As we reported last week, up $ 18 million of the grant goes to a discovery center co-directed drugs by Lynda Chin, wife of MD Anderson President Ron DePinho. The rest will fund a marketing center at Rice University. On May 8, the scientific director of CPRIT, Nobel Alfred Gilman prices, announced he resigned in part because other CPRIT leaders decided that the party MD Anderson (proposal and notes) did not include research and does not need to go through a scientific review. scientific examination of members of CPRIT board wrote CPRIT the board say they shared the concerns of Gilman.

New this week:

  • The Houston Chronicle reported that two members of the review of the marketing board CPRIT had links with Rice. One is listed on the Rice proposal as a "leading member" and another is on its "strategic investment committee." CPRIT responded to the suggestion of conflict of interest in a letter to investigators, saying neither members participated in the examination of the proposal.
  • the Houston Chronicle published responses DePinho and executive CPRIT DirectorWillam Gimson an editorial he wrote raising questions about the price. in the letter DePinho, he repeats the argument that the decision on how to revise the subsidy came down to a difference of opinion on the objectives of the Institute of applied science Cancer (IACS .) in his letter:

IACS is a game changer - not a traditional search business - which provides a robust drug development pipeline successfully ...

.

MD Anderson and Rice have applied for the grant on the basis of a request for proposals issued by CPRIT. Our final proposal presented a solid business strategy for improving drug development and new business creation. The proposal received four notices pending competent people outside of Texas. Because it is not a research project, not deep science was included. ...

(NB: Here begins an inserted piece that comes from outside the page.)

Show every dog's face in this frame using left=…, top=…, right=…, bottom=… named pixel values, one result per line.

[The] IACS is a new hybrid model that combines the best features of academia and industry in a coherent organization. With its professional staff of seasoned industry numbering 56, IACS leads activities resulted stringent steps oriented goals with sufficient resources are allocated to programs with the highest level of long-term success in the clinic.

Some "research." May choose to call our proposal we call business, and we are confident Texans will be the beneficiaries.

  • The Letter cancer , a newsletter based in Washington DC, announced today that the grant application does not pass by the office of MD Anderson provost Raymond DuBois before it was submitted to CPRIT (subscription only, but excerpts here). The newsletter suggests that it is "unusual" because the plans of IACS include animal studies and clinical trials at early stage, and because Chin DePinho works for the written report:

Bypass examination by a provost of the institution that employs the researcher seeking funds is very unusual and problematic, especially when medical research is involved, and more in situations where there is a risk of conflicts arising from nepotism, ethics experts and review of subsidies say.